My friends and those close to me call me “Bubbling B” after the popular Zimbabwe’s popular radio DJ Bridget Gavanga. Most of them swear by the moon that they have never seen me angry, they have always known me to be a happy, outgoing person.
- Tell us more about your childhood and professional qualifications.
I grew up in Chiredzi, the lowveld sugarcane town where my mom was a nurse at Chiredzi General Hospital and my father a businessman at Renco Mine. I did part of my primary education in Chiredzi town. From grade 5 to 7 l was send to Bondolfi Mission and from there Gokomere High School in Masvingo up to form 4. I went to Moleli High School for advanced level. From there l went to Harare Polytechnic College to do a Mass Communication Diploma majoring in Print Journalism. I was honoured to be in the same class with Honourable Supa Mandiwanzira. I worked as an Information Officer with the then Ministry of Information, Posts and Telecommunications for five years till 2000. From that time l was studying and adding to my qualifications and working in various capacities for both Government and Private sector organisations in Public Relations, Communications or Marketing roles. I have worked for Afdis, NSSA, Anti Corruption Commission and lastly for the Radiation Protection Authority of Zimbabwe. Three years ago, I voluntarily resigned from my last job with no plan B in mind.
- When did you start doing jewellery?
The jewellery project started by accident. As indicated earlier l did not have plan B when l left my last job to the surprise of my family, friends and myself too. As l was at home, I used to go to church on Sunday and interact with various people including one lady, a Mrs Luwizhi, who was unknowingly going to lead me to my plan B. She invited me to her place for jewellery training, but l always evaded her after church, knowing she would ask me that same question, “When are you coming for jewellery training?” In fact, inside of me l was sulking thinking why is this lady inviting me to do such a menial project which l had always assorted with witch craft, poverty and done mostly by old grannies in rural areas! How wrong l was. I thought with my MBA from UZ’s Graduate School of Management, a Bachelor’s Degree in Marketing Management from South Africa Institute of Marketing Management ( IMM), a Bachelors Degree in English and Communication Studies, a Diploma in Public Relations and another Diploma in Mass Communication, jewellery was obviously out of the list of my plan B choices.

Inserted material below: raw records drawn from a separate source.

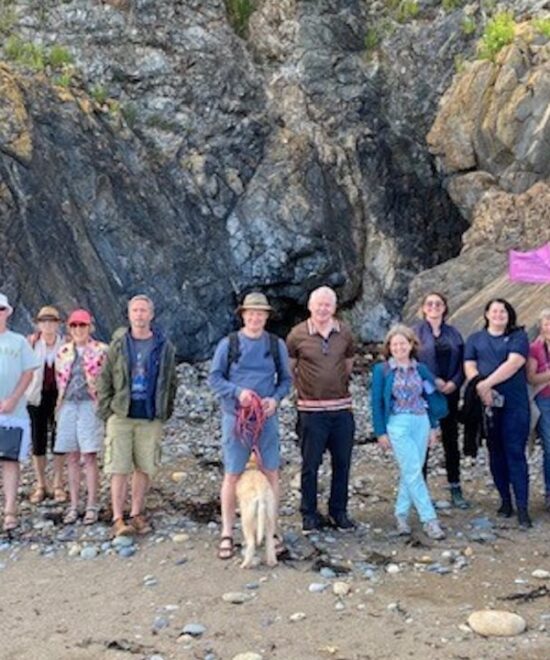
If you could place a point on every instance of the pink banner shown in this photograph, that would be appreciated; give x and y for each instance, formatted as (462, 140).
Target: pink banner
(532, 266)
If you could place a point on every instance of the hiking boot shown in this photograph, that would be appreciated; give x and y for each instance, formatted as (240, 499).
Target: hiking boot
(524, 520)
(403, 527)
(433, 530)
(120, 528)
(342, 523)
(505, 510)
(457, 499)
(140, 524)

However, to make peace with her and not to appear rude to a church colleague, l agreed and enrolled for jewellery training class. It was one day on a Saturday. They were six of us. After training l got so excited and first thing on Monday morning was at the bead shop waiting to buy supplies. I would then augment my training knowledge with YouTube videos, and by the end of the week, PLAN B HAD FALLEN FROM HEAVEN AND I GLADLY EMBRACED IT!
- What made you decide to do it?
I decided to do jewellery because it allowed me to bring out the creativity in me, to notice the creativity of other jewellers on newspaper stories and pictures, magazines, public walking about doing their thing. I must admit soon after training l ceased to watch “news” on tv. Instead, l watched the jewellery pieces worn by players in the news…the news readers, people in the news etc.

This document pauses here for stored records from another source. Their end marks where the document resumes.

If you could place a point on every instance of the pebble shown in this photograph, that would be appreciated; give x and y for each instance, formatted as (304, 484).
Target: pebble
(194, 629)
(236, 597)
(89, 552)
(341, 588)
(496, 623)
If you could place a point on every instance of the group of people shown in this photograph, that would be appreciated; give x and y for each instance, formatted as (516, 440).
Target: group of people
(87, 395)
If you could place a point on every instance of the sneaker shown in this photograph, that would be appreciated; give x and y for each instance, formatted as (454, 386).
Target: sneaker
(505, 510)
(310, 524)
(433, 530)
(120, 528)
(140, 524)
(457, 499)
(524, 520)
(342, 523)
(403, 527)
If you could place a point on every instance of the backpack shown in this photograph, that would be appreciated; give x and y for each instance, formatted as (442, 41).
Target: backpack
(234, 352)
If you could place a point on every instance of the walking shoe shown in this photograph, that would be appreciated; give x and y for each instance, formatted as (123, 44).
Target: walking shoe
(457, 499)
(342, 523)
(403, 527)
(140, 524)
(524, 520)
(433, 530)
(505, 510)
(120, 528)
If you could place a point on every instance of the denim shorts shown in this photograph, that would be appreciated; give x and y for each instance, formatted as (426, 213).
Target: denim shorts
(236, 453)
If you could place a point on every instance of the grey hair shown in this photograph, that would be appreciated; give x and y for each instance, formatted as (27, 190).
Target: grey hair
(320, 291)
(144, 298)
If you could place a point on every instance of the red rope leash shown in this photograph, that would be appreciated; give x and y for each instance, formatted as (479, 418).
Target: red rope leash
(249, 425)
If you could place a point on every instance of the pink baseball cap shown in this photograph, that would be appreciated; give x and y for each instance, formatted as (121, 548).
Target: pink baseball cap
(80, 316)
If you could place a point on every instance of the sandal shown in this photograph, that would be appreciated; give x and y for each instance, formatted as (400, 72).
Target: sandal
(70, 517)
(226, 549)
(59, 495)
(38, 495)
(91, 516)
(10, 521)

- Describe your jewellery and the materials you use.
My jewellery is a fusion of modern and ethnic styles. I have been reading a lot about changing trends and tastes in the international markets. That the market is now so focused on preserving the environment and prefer materials that are degradable in terms of many things, clothing, cutlery, jewellery etc included. I am trying to move more towards using materials like leather, wood, fabric etc
- Who buys your jewellery?
My jewellery appeals mostly to the mature, professional who understands the importance of accessorising outfits and looking good to match their various roles at work, at home and in society.
Once in a while, we do pieces for males and children but that is not our target market.
- How do you get your customers to notice your jewellery?
Since lockdown in March 2020 and well before that, i have always participated at weekend exhibitions mostly held by INGA CREATIVES, thanks to Coach Mazvita Sabondo, the brains behind the INGA project. I have also attended other exhibitions and workshops where we network with others and get referrals for our jewellery. I have also managed to have some few pharmacies stock my product. This is an ongoing project. I would want to approach several boutiques in Harare and other towns to be distributors of my products.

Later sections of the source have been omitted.